1. Technical Field
The present invention relates to a toner for use in electrostatic image development and a preparation method thereof.
2. Related Art
Electrostatic image development as represented by electrophotography is broadly employed in imaging methods using printers, copiers or facsimile devices.
This is due to a very matured method whereby high quality images can be obtained at a high speed but some problems still remain. In a conventional toner prepared by a pulverization method, for example, a material dispersed in the toner exists nonuniformly on the fracture face, making it difficult to form a uniform surface property among toner particles and easily causes scattering in the transfer process, producing problems such as deteriorated color reproduction of a color image.
Further, particle size reduction has been desired for toners for use in electrostatic image development to achieve higher image quality.

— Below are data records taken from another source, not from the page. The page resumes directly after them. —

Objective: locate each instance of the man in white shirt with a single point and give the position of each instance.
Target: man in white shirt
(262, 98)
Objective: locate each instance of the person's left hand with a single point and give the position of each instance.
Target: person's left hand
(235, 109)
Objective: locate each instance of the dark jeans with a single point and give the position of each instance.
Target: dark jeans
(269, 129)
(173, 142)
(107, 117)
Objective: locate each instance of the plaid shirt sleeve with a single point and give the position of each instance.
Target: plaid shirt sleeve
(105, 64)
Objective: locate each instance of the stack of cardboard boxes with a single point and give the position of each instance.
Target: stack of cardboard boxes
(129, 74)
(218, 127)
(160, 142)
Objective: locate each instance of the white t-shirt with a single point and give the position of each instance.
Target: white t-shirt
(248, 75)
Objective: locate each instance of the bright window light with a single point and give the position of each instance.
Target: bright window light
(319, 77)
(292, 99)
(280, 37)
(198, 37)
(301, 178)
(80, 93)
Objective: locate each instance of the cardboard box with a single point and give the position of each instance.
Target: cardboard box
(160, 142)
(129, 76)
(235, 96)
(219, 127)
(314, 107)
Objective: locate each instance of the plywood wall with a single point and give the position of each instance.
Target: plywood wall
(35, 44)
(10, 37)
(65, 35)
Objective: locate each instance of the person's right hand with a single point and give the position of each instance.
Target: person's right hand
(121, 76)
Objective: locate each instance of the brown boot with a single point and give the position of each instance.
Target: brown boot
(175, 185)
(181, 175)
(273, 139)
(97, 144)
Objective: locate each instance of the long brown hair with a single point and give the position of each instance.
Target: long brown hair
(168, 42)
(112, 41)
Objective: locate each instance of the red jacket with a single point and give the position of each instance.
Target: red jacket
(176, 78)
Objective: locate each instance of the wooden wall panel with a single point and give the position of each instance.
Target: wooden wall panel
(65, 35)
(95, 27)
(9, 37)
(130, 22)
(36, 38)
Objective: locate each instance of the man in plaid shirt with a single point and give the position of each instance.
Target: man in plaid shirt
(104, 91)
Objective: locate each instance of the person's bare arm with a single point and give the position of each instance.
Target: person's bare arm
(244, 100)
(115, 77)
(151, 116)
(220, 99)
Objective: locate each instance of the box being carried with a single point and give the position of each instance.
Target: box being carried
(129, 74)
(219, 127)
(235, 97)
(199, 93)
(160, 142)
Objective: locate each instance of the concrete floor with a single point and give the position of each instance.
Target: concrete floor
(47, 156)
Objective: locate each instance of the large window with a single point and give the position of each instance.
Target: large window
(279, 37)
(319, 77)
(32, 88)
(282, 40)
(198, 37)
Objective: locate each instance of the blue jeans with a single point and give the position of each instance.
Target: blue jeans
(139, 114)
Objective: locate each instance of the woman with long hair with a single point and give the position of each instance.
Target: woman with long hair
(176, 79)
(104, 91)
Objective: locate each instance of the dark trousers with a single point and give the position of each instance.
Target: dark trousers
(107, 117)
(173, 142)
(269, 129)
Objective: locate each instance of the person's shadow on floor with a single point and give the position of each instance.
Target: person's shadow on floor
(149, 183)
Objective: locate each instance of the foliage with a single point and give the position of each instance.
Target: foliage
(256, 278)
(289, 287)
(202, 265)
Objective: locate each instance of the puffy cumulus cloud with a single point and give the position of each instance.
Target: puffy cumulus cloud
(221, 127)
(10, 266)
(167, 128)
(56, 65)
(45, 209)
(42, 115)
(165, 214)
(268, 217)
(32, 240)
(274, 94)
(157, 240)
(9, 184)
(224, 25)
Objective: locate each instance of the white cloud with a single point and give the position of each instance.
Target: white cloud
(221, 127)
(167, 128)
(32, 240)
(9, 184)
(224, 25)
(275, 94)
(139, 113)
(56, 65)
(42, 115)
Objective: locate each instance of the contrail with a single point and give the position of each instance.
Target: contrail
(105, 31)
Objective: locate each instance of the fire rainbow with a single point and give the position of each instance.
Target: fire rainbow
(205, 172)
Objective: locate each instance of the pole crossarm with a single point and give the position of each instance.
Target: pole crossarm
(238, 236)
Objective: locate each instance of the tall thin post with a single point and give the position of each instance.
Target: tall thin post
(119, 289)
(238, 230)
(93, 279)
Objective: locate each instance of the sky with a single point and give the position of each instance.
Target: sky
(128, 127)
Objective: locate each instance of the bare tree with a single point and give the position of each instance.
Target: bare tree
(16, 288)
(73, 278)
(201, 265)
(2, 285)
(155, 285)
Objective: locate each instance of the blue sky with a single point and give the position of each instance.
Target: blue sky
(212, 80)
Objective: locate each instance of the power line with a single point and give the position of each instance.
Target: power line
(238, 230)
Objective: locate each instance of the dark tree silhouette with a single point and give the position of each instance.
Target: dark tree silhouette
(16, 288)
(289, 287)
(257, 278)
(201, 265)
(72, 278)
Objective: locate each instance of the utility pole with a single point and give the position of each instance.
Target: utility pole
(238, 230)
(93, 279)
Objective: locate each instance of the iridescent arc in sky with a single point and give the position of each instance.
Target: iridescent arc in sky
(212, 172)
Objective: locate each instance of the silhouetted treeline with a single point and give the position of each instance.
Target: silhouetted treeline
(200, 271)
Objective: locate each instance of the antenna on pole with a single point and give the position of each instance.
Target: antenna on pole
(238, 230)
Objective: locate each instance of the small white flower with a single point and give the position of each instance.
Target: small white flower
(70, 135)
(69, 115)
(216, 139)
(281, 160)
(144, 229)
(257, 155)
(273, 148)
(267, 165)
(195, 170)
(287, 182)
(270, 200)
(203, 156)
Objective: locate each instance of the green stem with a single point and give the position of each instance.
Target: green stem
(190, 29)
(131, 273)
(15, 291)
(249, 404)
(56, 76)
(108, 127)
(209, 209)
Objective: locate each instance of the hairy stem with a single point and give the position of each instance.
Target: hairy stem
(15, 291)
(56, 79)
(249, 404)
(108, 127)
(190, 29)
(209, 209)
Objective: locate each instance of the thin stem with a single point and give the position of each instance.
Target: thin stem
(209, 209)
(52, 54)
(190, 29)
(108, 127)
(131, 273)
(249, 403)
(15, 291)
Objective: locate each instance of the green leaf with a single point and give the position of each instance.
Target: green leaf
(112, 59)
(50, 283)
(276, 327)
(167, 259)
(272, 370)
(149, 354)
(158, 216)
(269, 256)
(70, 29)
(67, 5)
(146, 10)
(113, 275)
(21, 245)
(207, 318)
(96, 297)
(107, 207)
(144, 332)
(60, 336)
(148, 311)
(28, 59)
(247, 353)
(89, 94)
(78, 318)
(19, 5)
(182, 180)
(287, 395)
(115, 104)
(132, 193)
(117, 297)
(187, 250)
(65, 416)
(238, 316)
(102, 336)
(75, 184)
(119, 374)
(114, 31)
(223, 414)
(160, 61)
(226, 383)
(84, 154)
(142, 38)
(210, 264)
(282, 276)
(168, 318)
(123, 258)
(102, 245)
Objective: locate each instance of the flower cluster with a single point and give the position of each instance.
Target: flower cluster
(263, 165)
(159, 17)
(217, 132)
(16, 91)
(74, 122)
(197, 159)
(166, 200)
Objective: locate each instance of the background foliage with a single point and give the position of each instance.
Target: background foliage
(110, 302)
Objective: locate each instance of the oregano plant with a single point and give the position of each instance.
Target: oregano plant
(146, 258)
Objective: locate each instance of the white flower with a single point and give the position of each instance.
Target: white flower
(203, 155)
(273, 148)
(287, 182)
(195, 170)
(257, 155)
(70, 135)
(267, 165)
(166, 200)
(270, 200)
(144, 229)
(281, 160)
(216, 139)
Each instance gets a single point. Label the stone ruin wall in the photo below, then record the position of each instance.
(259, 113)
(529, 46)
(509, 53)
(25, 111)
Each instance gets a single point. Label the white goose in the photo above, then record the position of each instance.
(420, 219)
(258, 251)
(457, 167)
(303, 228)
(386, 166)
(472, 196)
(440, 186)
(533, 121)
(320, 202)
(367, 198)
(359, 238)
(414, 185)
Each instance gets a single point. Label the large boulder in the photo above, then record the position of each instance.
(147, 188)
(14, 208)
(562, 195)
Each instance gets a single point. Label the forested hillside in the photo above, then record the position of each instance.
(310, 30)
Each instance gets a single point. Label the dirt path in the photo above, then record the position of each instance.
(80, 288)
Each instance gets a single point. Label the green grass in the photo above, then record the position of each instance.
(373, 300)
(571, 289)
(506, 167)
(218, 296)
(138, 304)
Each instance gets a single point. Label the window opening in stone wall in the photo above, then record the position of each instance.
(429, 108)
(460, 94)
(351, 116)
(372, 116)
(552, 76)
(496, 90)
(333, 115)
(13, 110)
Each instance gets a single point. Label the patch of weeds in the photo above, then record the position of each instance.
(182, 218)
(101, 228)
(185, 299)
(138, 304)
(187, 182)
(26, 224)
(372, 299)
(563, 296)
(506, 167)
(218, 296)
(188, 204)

Recently, development of polymerization toners has been actively conducted to prepare a size-reduced toner. Preparation of polymerization toners include a method in which resin particles and colorant particles are allowed to be associated through salting-out, flocculation and coalescence to form irregular-form toner, and a method in which a radical-polymerizable monomer and a colorant are mixed and dispersed in an aqueous medium in the form of droplets of a desired size to undergo suspension polymerization.
Application of suspension polymerization forms spherical toner particles exhibiting a uniform surface quality, leading to enhanced homogeneity among toner particles, but the spherical form enhances adhesion onto a latent image carrier, producing problems such as lowered transferability.
JP-A No. 11-194540 (hereinafter, the term, JP-A refers to unexamined Japanese Patent Application Publication) discloses non-spherical particles prepared by treating particulate resin polymerized in an aqueous medium containing a surfactant using a flocculant at a concentration more than the critical flocculation concentration and an organic solvent exhibiting unlimited solubility in water.
The foregoing technique uses di-valent or tri-valent metal salts as a flocculent, resulting in superior uniformity in form and electrostatic charge, leading in turn to images exhibiting superior sharpness, while the presence of the di-valent or tri-valent metal salts raises a Krafft point of a surfactant, forming hardly water-soluble deposits. Even after separating colored particles or a toner from an aqueous medium, such deposits are present in an adhered form to the toner, producing problems such that fine-line reproduction is easily degraded and crushed print (or blocking of characters) easily occurs.
Commonly known nonionic surfactants have been used as an emulsifier of emulsion polymerization and specifically, a nonylphenol type nonionic surfactant has been generally used. The nonyl phenol type nonionic surfactant can be easily applicable in terms of enhanced emulsifying capability. On the other hand, it is difficult to cause its biodegradation due to structure, and it is also difficult to control the particle size in the preparation of toner particles using emulsion polymerization particles, resulting in widened toner particle size distribution and producing problems such as inferior fine-line reproduction and crushed print. Further, polyoxyalkylene alkyl ethers, which are also applicable to emulsion polymerization, exhibit inferior emulsifying capability to the nonylphenol type, so that the amount to be used becomes larger, resulting in remaining in the toner and producing problems such as widened tone article size distribution, inferior fine-line reproduction and crushed print. Accordingly, an emulsifying agent suitable for emulsion polymerization is still being explored.